There is good data for Britannias catch in Greenland whale fisheries between 1814 and 1821. throughout the period her master was Jacks.

| Year | Where | Whales | Tuns whale oil |
|---|---|---|---|
| 1814 | Greenland | 25 | 168 |
| 1815 | Davis Strait | 11 | 150 |
| 1816 | Greenland | 8 | 95 |
| 1817 | Greenland | 2 | 27 |
| 1818 | Greenland | 10 | 136 |
| 1819 | Greenland | 7 | 85 |
| 1820 | Greenland | 12 | 157 |
| 1821 | Greenland | 5 | 83 |

===Sturge & Co.===
Between 1822 and 1837 Britannia made five whaling voyages for Sturge & Co. Thomas Sturge was a Quaker and owner of some 22 vessels, many of them South Seas-whalers. He purchased Britannia in 1822 and kept her until 1844, though for the last four years she served as a collier.

Voyage #1: Britannia, Luce, master, left Britain in 1822. She stopped in at Rio de Janeiro on her way to the South Seas fishery, and was reported to have 50 barrels of whale oil by December 1822. She returned on 20 July 1823 with 80 casks, plus fins (baleen).

Voyage #2: Captain Lawton (or Laughton) left Britain on 20 January 1824. Britannia was reported to have 260 barrels in July 1824. She was at Honolulu on 22 September 1825 with 800 barrels, but with her crew afflicted by scurvy. She returned to Honolulu on 24 October to attempt to retrieve some deserters. Britannia returned to Britain on 2 September 1826 with 450 casks and seven tanks of whale oil.
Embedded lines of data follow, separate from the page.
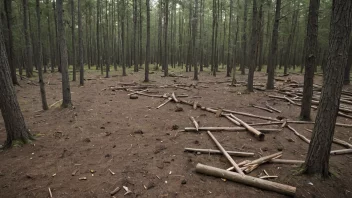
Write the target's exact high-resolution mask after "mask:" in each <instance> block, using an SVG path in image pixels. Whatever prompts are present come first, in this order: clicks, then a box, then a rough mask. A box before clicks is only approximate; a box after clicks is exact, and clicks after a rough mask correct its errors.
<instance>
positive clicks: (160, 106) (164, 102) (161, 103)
mask: <svg viewBox="0 0 352 198" xmlns="http://www.w3.org/2000/svg"><path fill="white" fill-rule="evenodd" d="M171 100H172V98H168V99H166V100H165V101H164V102H163V103H161V105H159V106H158V107H157V109H159V108H160V107H162V106H164V105H166V104H167V103H168V102H170V101H171Z"/></svg>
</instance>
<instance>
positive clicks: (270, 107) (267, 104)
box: [265, 102, 281, 113]
mask: <svg viewBox="0 0 352 198" xmlns="http://www.w3.org/2000/svg"><path fill="white" fill-rule="evenodd" d="M265 106H266V107H267V108H268V109H271V110H273V111H276V112H277V113H281V111H280V110H278V109H275V108H274V107H272V106H270V105H269V104H268V103H267V102H266V103H265Z"/></svg>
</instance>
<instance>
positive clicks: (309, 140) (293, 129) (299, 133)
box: [287, 125, 310, 144]
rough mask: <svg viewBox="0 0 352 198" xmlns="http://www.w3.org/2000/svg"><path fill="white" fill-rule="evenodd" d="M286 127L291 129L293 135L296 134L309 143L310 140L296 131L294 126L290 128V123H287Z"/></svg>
mask: <svg viewBox="0 0 352 198" xmlns="http://www.w3.org/2000/svg"><path fill="white" fill-rule="evenodd" d="M287 127H288V128H289V129H290V130H291V131H293V133H294V134H295V135H297V136H298V137H299V138H301V139H302V140H303V141H305V142H307V143H308V144H309V143H310V140H309V139H308V138H306V137H305V136H304V135H302V134H300V133H298V132H297V131H296V130H295V129H294V128H292V127H291V126H290V125H287Z"/></svg>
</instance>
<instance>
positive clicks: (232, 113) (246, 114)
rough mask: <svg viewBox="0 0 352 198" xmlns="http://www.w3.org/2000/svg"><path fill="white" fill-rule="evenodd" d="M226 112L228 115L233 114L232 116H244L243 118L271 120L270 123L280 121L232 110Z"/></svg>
mask: <svg viewBox="0 0 352 198" xmlns="http://www.w3.org/2000/svg"><path fill="white" fill-rule="evenodd" d="M224 111H225V112H227V113H232V114H236V115H242V116H247V117H252V118H259V119H263V120H270V121H278V120H277V119H275V118H271V117H265V116H258V115H253V114H249V113H244V112H237V111H232V110H228V109H224Z"/></svg>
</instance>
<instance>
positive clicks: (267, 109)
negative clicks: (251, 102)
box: [252, 105, 274, 113]
mask: <svg viewBox="0 0 352 198" xmlns="http://www.w3.org/2000/svg"><path fill="white" fill-rule="evenodd" d="M252 107H254V108H257V109H261V110H264V111H268V112H270V113H274V111H273V110H271V109H268V108H265V107H260V106H257V105H252Z"/></svg>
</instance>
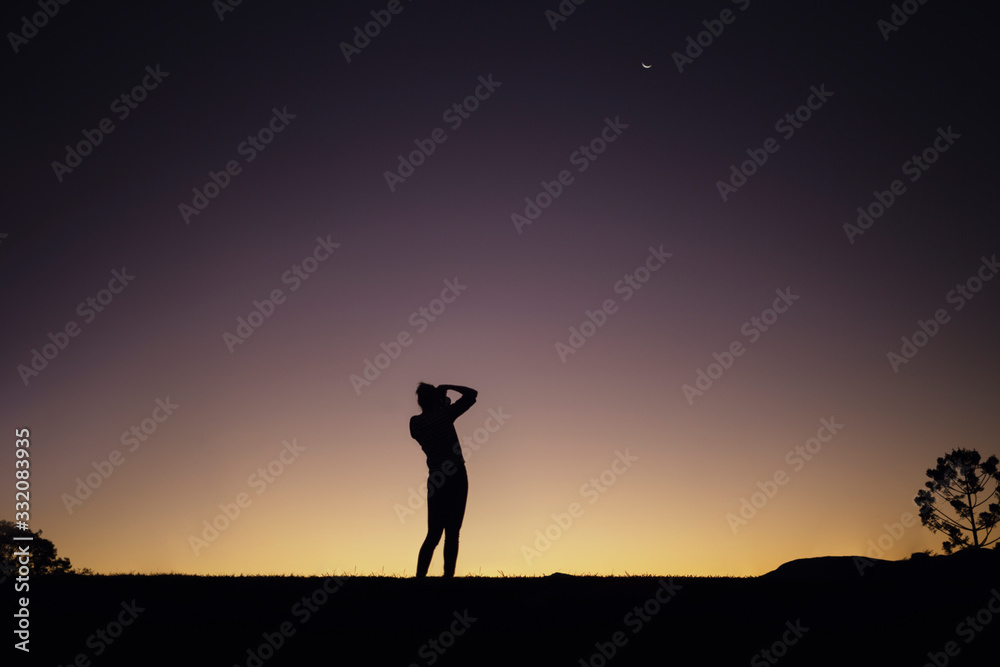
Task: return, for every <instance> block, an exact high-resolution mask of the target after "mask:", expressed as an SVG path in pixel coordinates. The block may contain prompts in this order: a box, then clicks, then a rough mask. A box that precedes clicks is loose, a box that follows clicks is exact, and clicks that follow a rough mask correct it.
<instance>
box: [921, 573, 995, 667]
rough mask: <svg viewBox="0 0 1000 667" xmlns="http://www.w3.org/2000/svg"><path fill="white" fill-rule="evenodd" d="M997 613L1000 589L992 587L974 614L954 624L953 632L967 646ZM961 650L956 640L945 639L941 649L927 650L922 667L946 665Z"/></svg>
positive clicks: (961, 647) (986, 627)
mask: <svg viewBox="0 0 1000 667" xmlns="http://www.w3.org/2000/svg"><path fill="white" fill-rule="evenodd" d="M998 615H1000V590H997V589H996V588H993V589H991V590H990V597H989V598H988V599H987V600H986V604H984V605H983V606H982V607H981V608H980V609H979V610H978V611H977V612H976V613H975V614H970V615H969V616H966V617H965V618H964V619H962V620H961V621H959V623H958V625H956V626H955V634H956V635H958V636H959V637H960V638H961V639H962V640H963V641H964V642H965V644H966V646H968V645H969V644H971V643H972V642H973V640H974V639H975V638H976V637H978V636H979V635H980V634H981V633H983V632H985V631H986V629H987V628H988V627H989V625H990V624H991V623H993V621H994V620H995V618H996V616H998ZM994 632H995V630H994ZM961 652H962V646H961V645H960V644H959V643H958V642H956V641H954V640H950V641H947V642H945V645H944V646H943V647H942V650H941V651H928V652H927V662H925V663H924V667H946V665H948V664H949V663H950V662H951V659H952V658H956V657H958V654H959V653H961ZM963 664H964V663H963Z"/></svg>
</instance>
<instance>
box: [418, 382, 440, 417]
mask: <svg viewBox="0 0 1000 667" xmlns="http://www.w3.org/2000/svg"><path fill="white" fill-rule="evenodd" d="M440 394H441V392H440V391H439V390H438V388H437V387H435V386H434V385H432V384H427V383H426V382H421V383H420V384H418V385H417V405H419V406H420V409H421V410H427V409H429V408H432V407H434V406H436V405H437V404H438V401H439V400H440Z"/></svg>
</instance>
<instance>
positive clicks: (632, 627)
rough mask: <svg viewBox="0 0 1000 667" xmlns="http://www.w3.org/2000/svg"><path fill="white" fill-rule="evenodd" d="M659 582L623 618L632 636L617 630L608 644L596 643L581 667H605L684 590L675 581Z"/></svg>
mask: <svg viewBox="0 0 1000 667" xmlns="http://www.w3.org/2000/svg"><path fill="white" fill-rule="evenodd" d="M657 582H658V583H659V584H660V586H659V587H658V588H657V589H656V590H655V591H654V592H653V594H652V595H651V596H650V597H649V598H648V599H647V600H646V601H645V602H643V603H642V604H641V605H636V606H635V607H633V608H632V610H631V611H629V612H628V613H626V614H625V616H623V617H622V625H624V626H625V627H626V628H627V629H628V630H629V631H631V635H630V634H629V633H628V632H625V631H624V630H616V631H615V632H613V633H611V636H610V637H609V638H608V641H606V642H600V641H599V642H594V648H595V649H597V650H596V651H594V652H593V653H591V654H590V656H589V657H587V658H580V661H579V663H578V664H579V667H604V666H605V665H607V664H608V661H610V660H611V659H612V658H614V657H615V656H616V655H618V652H619V651H620V650H621V649H623V648H625V647H626V646H627V645H628V642H629V640H630V639H631V638H632V637H634V636H635V635H637V634H639V633H640V632H642V630H643V628H645V627H646V624H648V623H649V622H650V621H652V620H653V617H655V616H656V615H657V614H659V613H660V612H661V611H662V610H663V607H665V606H666V605H667V604H668V603H669V602H670V601H671V600H673V599H674V597H676V595H677V593H678V591H680V590H681V589H682V588H684V587H683V586H682V585H680V584H675V583H674V582H673V579H671V580H669V581H664V580H663V579H662V578H660V579H658V580H657Z"/></svg>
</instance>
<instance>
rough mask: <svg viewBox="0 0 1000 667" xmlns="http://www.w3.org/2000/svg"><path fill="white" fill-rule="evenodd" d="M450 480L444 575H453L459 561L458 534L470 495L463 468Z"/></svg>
mask: <svg viewBox="0 0 1000 667" xmlns="http://www.w3.org/2000/svg"><path fill="white" fill-rule="evenodd" d="M448 482H449V486H450V487H451V488H450V489H449V491H450V493H448V513H447V523H446V524H445V526H444V531H445V533H444V576H446V577H453V576H455V565H456V563H457V562H458V535H459V532H460V531H461V530H462V520H463V519H464V518H465V503H466V500H467V499H468V497H469V477H468V475H467V474H466V472H465V469H464V468H462V469H461V470H459V471H458V472H456V473H455V475H454V476H453V477H452V479H450V480H448Z"/></svg>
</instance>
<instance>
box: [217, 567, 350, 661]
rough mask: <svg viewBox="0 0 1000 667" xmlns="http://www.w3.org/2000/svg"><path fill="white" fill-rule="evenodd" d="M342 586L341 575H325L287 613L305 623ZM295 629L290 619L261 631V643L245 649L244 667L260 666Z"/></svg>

Voyage #3: Captain Lawton again sailed Britannia on her third whaling voyage, leaving Britain on 20 January 1827 for the Pacific Ocean. On 14 February she was at the cape Verde Islands. On 18 April 1826 she was at Oahu with 1000 barrels, and on 18 May at Honolulu with 1300 barrels. A year later, between 6 and 10 April 1829 Britannia was again at Honolulu, but now with 1900 barrels. By the end of October she was full. She returned to Britain on 7 April 1830 with 353 casks, 38 tanks, and three (seal?) skins.

Voyage #4: Britannia sailed on 23 January 1831 with Ross, master, and destination New Guinea. She was at Mahe on 8 October having sustained damage. By November 1832 she was at New Ireland with 700 barrels of sperm oil. She was reported to have been lost on the Comoro Islands with 900 barrels, but the report proved incorrect. She returned to Britain on 25 March 1834.
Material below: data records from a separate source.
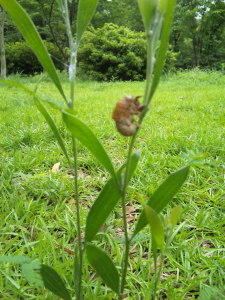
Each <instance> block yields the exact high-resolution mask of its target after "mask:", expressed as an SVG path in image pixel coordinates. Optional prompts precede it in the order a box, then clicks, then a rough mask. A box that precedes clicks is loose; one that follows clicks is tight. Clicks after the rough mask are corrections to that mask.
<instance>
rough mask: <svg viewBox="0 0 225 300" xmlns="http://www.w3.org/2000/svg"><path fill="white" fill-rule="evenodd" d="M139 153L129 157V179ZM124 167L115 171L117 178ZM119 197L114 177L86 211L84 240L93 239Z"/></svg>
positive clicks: (138, 154) (120, 175) (119, 195)
mask: <svg viewBox="0 0 225 300" xmlns="http://www.w3.org/2000/svg"><path fill="white" fill-rule="evenodd" d="M140 155H141V153H140V152H136V153H135V154H133V155H132V157H131V165H130V172H129V177H128V180H130V179H131V177H132V175H133V173H134V171H135V169H136V167H137V164H138V161H139V158H140ZM124 167H125V164H124V165H123V166H122V167H121V168H120V169H119V170H118V171H117V176H118V178H119V179H120V178H121V172H122V170H123V169H124ZM120 198H121V190H120V188H119V186H118V184H117V182H116V180H115V179H114V178H111V179H110V180H109V181H108V182H107V183H106V184H105V186H104V188H103V189H102V190H101V192H100V193H99V195H98V197H97V199H96V200H95V202H94V204H93V205H92V207H91V209H90V211H89V213H88V216H87V223H86V230H85V242H91V241H92V240H93V238H94V237H95V235H96V234H97V232H98V231H99V229H100V228H101V226H102V225H103V224H104V223H105V221H106V219H107V218H108V216H109V214H110V213H111V211H112V210H113V208H114V207H115V205H116V204H117V202H118V201H119V199H120Z"/></svg>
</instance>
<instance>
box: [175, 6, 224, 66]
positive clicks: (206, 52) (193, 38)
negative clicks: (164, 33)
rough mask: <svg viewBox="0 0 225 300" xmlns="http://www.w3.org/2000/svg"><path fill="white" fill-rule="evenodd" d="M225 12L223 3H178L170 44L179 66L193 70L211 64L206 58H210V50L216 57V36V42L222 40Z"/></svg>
mask: <svg viewBox="0 0 225 300" xmlns="http://www.w3.org/2000/svg"><path fill="white" fill-rule="evenodd" d="M224 12H225V3H224V1H222V0H216V1H211V0H180V1H178V3H177V7H176V11H175V16H174V22H173V28H172V34H171V38H170V43H171V44H172V45H173V47H174V51H176V52H180V54H179V56H178V58H177V61H178V64H180V66H181V67H185V68H186V67H187V65H189V67H190V64H191V65H192V68H195V67H196V66H206V65H209V64H210V63H211V61H210V60H209V59H208V58H209V55H212V49H213V51H214V55H215V50H216V49H215V47H213V45H214V43H215V41H216V39H215V35H217V39H218V41H220V42H222V40H223V35H222V32H223V31H224V25H225V13H224ZM210 33H211V34H210ZM209 45H211V46H209ZM221 46H222V43H221V45H220V47H221ZM190 49H192V57H191V56H190V55H191V52H190Z"/></svg>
Voyage #5: Captain T. Luce sailed Britannia from Britain in 1834. She returned on 23 July 1837 with 50 casks of oil, plus fins.

In 1838 Britannia received a new keel and underwent some repairs. By 1840 she was in service again with B. Young, master, and trade "London collier".

==Fate==
After a career of 47 years that took Britannia to Greenland and the South Pacific, she is no longer listed in 1845.